I’m on a roll. Life has been going well for me lately. This isn’t a problem, per se, but I am starkly aware of my grasping desire to keep things going my way. This seems to mean living life on the surface in accordance with my safe and selfish imagination—I use work and achievement (smeared with toil) and entertainment to keep my soul at bay as it tries to come to life. I’ve been down this road before (have trod, have trod, have trod). It leads to death.

And yet, “there lives the dearest freshness deep down things.” My truer desire for something deeper and grander always returns—a desire for something better, more difficult, and more beautiful than my way.

As I was reading David Benner again yesterday morning I was struck by the truth in his words, “We will never come to prefer God’s kingdom and will to ours until we meet the Divine in this relationship of love intermixed with wonder… There would be no reason to submit our will to a tame god of our imagination.
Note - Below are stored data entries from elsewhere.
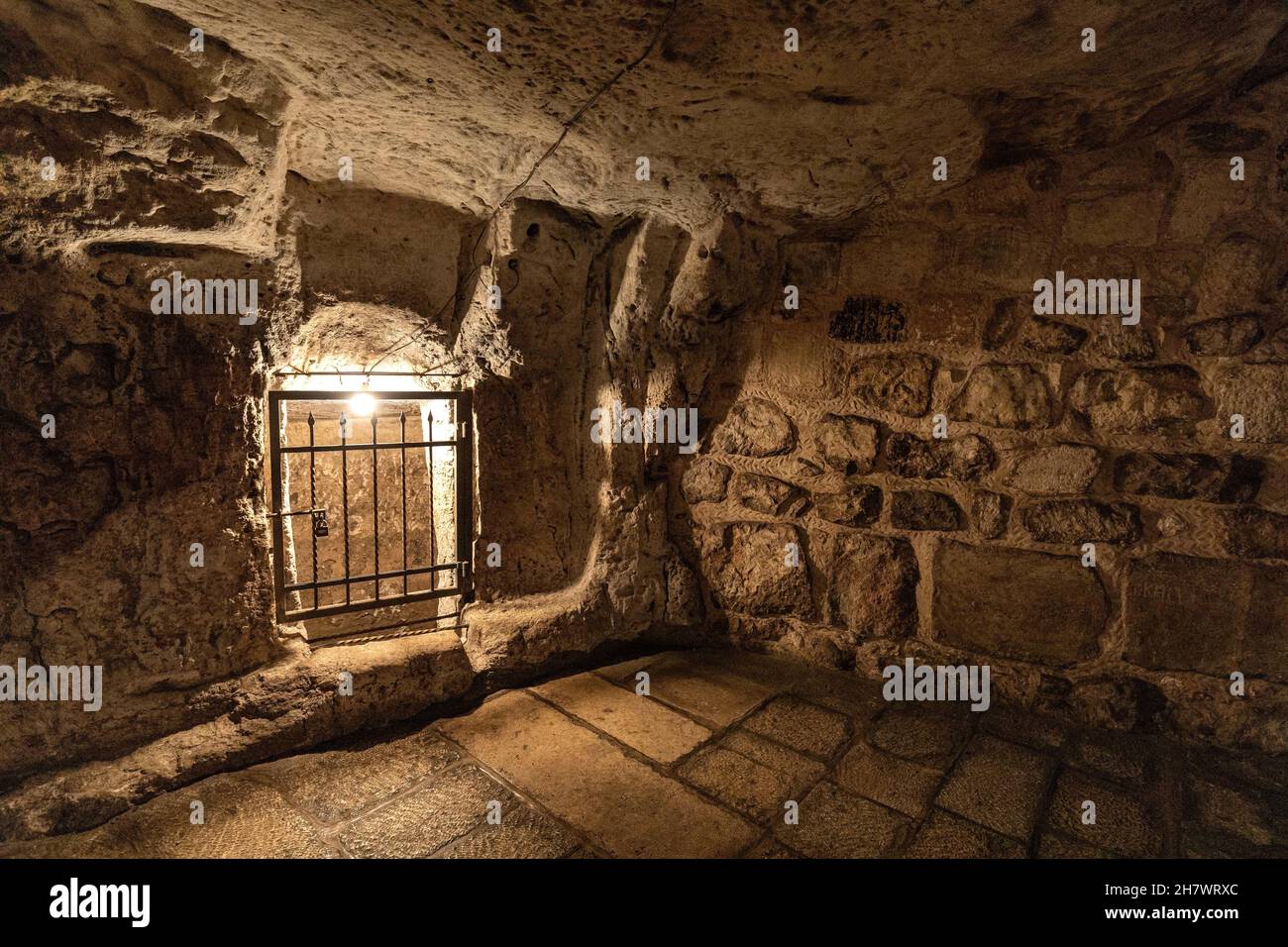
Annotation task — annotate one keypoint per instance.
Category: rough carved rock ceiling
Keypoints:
(704, 89)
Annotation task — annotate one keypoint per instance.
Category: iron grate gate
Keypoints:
(330, 446)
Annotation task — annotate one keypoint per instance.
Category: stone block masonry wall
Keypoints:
(1061, 431)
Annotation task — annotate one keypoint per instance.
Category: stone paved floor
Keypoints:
(584, 767)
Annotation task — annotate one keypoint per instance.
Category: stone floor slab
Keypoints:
(639, 722)
(999, 785)
(944, 835)
(336, 785)
(625, 806)
(800, 725)
(888, 780)
(835, 823)
(243, 819)
(1126, 823)
(711, 694)
(919, 733)
(419, 823)
(523, 832)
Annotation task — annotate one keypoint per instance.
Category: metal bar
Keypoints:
(290, 372)
(465, 497)
(402, 438)
(366, 604)
(344, 495)
(375, 501)
(313, 504)
(333, 449)
(274, 445)
(356, 579)
(416, 394)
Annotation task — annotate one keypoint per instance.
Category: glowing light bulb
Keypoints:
(362, 403)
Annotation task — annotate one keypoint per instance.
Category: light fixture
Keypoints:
(362, 403)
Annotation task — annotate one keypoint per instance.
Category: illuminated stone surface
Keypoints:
(566, 767)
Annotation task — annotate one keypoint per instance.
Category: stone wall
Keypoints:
(1061, 431)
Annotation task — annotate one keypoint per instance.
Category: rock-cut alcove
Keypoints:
(694, 368)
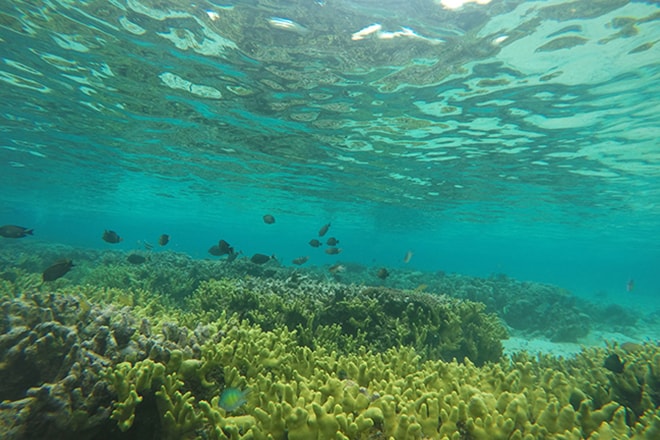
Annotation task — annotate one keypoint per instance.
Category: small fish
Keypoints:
(613, 363)
(382, 273)
(57, 270)
(300, 260)
(337, 268)
(232, 398)
(324, 229)
(111, 237)
(225, 248)
(631, 347)
(287, 25)
(12, 231)
(136, 259)
(261, 258)
(365, 32)
(215, 251)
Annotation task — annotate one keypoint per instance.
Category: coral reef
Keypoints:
(531, 308)
(107, 363)
(343, 318)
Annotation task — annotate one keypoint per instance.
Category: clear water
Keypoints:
(512, 136)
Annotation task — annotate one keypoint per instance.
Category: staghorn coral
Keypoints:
(345, 317)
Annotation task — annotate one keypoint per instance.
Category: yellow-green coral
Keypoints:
(299, 393)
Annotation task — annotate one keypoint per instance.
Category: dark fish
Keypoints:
(111, 237)
(613, 363)
(382, 273)
(225, 248)
(215, 250)
(337, 268)
(630, 285)
(260, 258)
(136, 259)
(300, 260)
(57, 270)
(222, 248)
(11, 231)
(324, 229)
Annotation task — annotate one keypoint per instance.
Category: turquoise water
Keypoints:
(516, 137)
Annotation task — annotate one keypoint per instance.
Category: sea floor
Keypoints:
(596, 338)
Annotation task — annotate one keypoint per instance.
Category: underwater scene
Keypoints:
(329, 219)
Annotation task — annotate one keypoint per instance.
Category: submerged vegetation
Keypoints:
(174, 348)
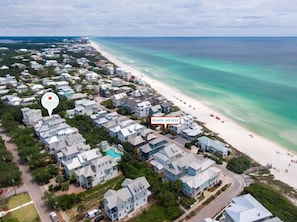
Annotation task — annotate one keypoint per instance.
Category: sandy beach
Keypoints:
(260, 149)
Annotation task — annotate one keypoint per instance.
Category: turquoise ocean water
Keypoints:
(251, 80)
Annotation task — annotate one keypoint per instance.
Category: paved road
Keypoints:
(35, 191)
(237, 185)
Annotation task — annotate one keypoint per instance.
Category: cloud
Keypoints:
(147, 17)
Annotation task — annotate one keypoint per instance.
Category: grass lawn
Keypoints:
(93, 196)
(17, 200)
(154, 213)
(27, 213)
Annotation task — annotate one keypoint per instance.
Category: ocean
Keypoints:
(251, 80)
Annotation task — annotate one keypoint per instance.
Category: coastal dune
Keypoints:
(259, 148)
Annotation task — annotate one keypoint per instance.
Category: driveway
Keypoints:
(210, 210)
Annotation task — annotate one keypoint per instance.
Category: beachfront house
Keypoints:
(247, 208)
(123, 73)
(127, 200)
(154, 146)
(200, 176)
(142, 109)
(192, 132)
(31, 116)
(196, 175)
(185, 122)
(207, 144)
(166, 155)
(83, 107)
(129, 132)
(129, 104)
(118, 98)
(155, 109)
(81, 160)
(98, 171)
(167, 107)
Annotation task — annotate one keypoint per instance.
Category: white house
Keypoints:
(91, 77)
(213, 146)
(122, 203)
(142, 109)
(195, 175)
(130, 132)
(117, 99)
(186, 122)
(247, 208)
(31, 116)
(200, 176)
(192, 132)
(123, 73)
(166, 155)
(116, 82)
(61, 85)
(83, 107)
(81, 160)
(22, 88)
(97, 172)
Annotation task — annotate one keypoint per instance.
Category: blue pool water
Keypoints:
(112, 152)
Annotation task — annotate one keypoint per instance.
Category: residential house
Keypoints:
(91, 76)
(167, 107)
(83, 107)
(116, 82)
(130, 132)
(65, 76)
(12, 100)
(142, 109)
(247, 208)
(200, 176)
(68, 92)
(70, 152)
(11, 80)
(212, 146)
(61, 85)
(192, 132)
(186, 122)
(168, 154)
(117, 99)
(154, 146)
(31, 116)
(109, 69)
(22, 88)
(129, 104)
(37, 87)
(122, 203)
(155, 109)
(97, 172)
(80, 161)
(123, 73)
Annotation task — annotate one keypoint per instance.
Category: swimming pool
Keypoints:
(114, 153)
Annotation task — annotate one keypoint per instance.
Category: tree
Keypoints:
(59, 179)
(50, 199)
(65, 186)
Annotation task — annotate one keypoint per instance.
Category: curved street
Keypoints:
(237, 184)
(35, 191)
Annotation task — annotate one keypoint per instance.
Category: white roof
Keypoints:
(200, 178)
(246, 208)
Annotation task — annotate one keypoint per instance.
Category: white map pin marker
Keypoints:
(50, 101)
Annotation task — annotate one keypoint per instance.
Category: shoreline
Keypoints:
(260, 149)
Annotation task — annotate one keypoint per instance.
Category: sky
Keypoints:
(148, 18)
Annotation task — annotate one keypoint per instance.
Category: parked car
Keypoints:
(99, 218)
(93, 213)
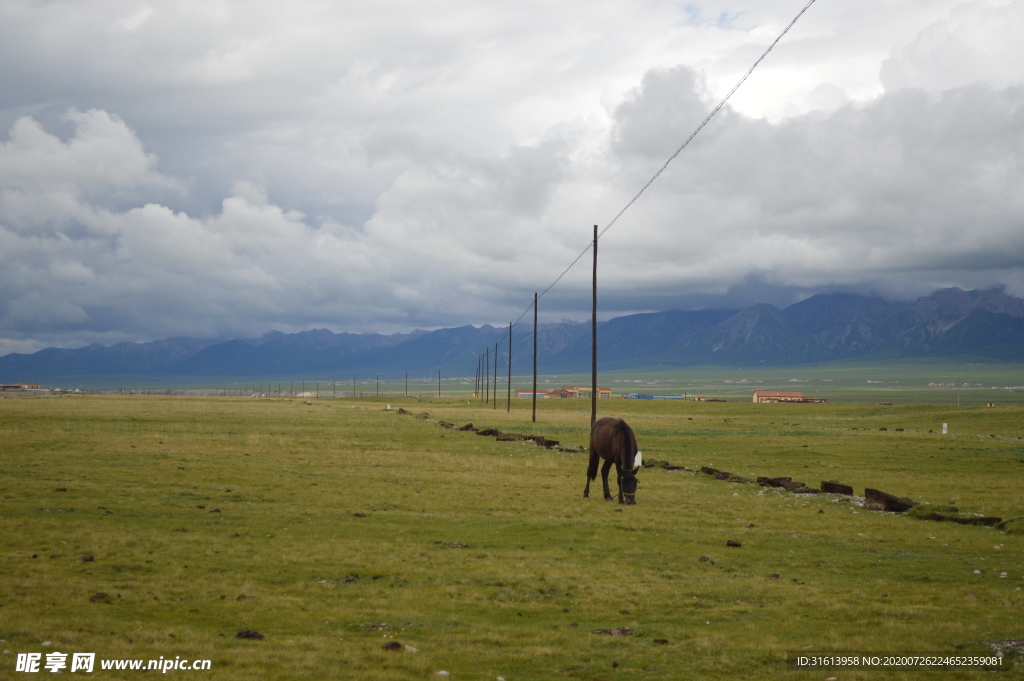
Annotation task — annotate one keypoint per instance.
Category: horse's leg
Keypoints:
(619, 474)
(604, 478)
(591, 471)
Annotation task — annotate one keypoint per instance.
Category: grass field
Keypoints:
(334, 526)
(965, 381)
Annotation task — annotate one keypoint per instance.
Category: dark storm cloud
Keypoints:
(220, 170)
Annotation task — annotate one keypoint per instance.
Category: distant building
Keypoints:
(528, 394)
(761, 396)
(587, 391)
(567, 391)
(20, 386)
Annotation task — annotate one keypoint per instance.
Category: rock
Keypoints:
(836, 488)
(888, 502)
(984, 521)
(620, 631)
(1013, 525)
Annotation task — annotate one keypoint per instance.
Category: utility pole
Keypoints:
(535, 356)
(593, 355)
(508, 400)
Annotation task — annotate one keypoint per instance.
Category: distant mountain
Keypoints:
(824, 328)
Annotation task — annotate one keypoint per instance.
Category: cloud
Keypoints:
(221, 170)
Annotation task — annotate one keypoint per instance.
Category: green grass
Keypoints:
(483, 555)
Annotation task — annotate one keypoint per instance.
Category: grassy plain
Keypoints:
(206, 516)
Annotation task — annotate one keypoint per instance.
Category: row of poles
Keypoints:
(483, 374)
(334, 389)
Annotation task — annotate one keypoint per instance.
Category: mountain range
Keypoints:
(984, 324)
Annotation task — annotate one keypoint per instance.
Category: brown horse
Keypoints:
(612, 439)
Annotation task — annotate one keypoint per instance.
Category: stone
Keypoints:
(890, 503)
(836, 488)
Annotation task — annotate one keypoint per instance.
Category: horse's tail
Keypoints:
(627, 441)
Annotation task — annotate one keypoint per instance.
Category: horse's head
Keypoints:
(629, 485)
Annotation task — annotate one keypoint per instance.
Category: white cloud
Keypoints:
(223, 169)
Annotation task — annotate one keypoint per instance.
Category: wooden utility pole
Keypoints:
(508, 400)
(593, 354)
(535, 357)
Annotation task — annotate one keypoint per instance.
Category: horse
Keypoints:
(613, 440)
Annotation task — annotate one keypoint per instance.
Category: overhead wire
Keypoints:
(672, 158)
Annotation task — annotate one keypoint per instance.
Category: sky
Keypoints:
(219, 168)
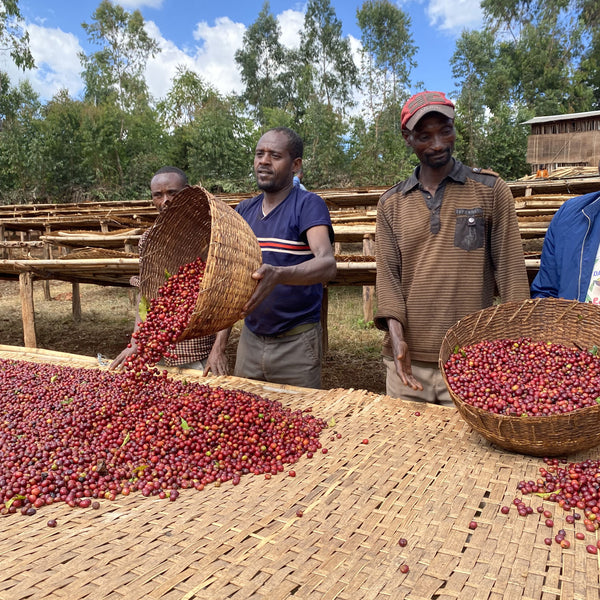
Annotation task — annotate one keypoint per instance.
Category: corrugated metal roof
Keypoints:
(567, 117)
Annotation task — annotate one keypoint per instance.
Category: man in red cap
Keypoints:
(446, 239)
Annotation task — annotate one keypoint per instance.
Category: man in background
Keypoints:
(191, 354)
(570, 261)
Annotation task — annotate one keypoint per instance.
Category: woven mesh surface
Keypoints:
(197, 224)
(567, 322)
(423, 478)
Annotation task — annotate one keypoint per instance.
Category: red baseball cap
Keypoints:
(423, 103)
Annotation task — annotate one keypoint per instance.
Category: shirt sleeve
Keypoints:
(545, 284)
(507, 247)
(390, 299)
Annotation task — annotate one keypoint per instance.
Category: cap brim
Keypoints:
(448, 111)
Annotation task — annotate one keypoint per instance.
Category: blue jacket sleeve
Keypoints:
(547, 281)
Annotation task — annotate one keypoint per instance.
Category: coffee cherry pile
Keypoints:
(169, 315)
(523, 377)
(74, 435)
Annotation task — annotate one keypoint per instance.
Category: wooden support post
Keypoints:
(76, 302)
(27, 311)
(46, 282)
(368, 290)
(324, 312)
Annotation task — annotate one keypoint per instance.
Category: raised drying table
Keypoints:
(421, 477)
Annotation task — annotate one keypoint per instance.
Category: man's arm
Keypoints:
(546, 282)
(320, 269)
(507, 247)
(216, 363)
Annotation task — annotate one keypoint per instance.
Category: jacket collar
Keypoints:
(458, 174)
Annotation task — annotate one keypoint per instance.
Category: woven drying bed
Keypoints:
(419, 477)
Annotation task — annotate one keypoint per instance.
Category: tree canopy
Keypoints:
(530, 58)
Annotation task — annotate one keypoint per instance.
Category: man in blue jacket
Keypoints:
(570, 262)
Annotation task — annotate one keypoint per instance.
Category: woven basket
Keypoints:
(197, 224)
(567, 322)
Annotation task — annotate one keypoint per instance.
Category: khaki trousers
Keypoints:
(288, 359)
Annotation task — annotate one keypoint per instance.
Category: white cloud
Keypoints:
(454, 15)
(290, 22)
(56, 57)
(135, 4)
(214, 58)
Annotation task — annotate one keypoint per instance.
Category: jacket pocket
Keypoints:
(469, 232)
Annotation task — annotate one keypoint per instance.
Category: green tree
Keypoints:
(20, 159)
(329, 70)
(13, 38)
(188, 94)
(378, 148)
(262, 62)
(117, 69)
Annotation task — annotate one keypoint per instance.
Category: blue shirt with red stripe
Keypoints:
(282, 238)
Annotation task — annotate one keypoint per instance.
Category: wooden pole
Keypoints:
(46, 282)
(26, 293)
(324, 312)
(76, 302)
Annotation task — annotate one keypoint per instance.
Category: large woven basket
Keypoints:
(197, 224)
(567, 322)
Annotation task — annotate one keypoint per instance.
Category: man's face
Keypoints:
(164, 186)
(432, 140)
(273, 165)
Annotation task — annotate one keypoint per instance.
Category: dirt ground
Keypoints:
(353, 359)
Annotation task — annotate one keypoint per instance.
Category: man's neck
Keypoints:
(430, 178)
(272, 199)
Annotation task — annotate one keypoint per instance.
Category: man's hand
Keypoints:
(118, 362)
(402, 355)
(268, 277)
(403, 366)
(216, 363)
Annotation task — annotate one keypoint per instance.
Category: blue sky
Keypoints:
(204, 35)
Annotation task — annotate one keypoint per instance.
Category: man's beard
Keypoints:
(440, 161)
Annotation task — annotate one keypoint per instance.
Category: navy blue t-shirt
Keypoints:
(283, 242)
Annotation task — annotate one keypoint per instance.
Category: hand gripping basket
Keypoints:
(197, 224)
(567, 322)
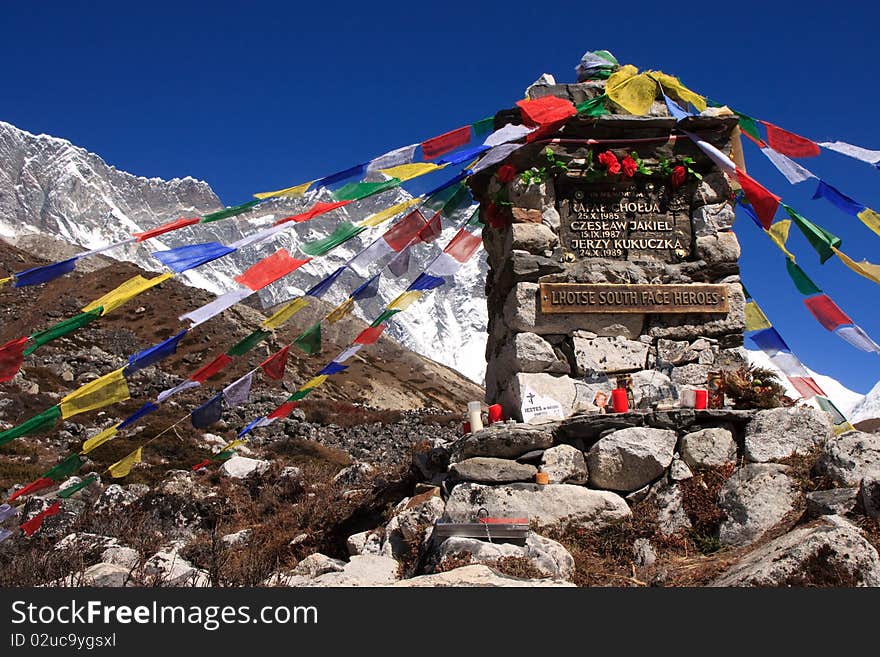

No god that is merely a projection of our deepest needs and longings is worthy of surrender of our soul. Surrendering to God’s will begins by encountering God’s grandeur. It also involves falling in love with God’s grand plan of restoration of all things. This lies at the heart of God’s will and God’s kingdom.

This put me in mind of the Gerard Manley Hopkins poem.

May I be willing to exchange successful surface living for the grandeur of a Kingdom of restoration.  May I give up the god of my imagination for the God of wonder. Oh, morning!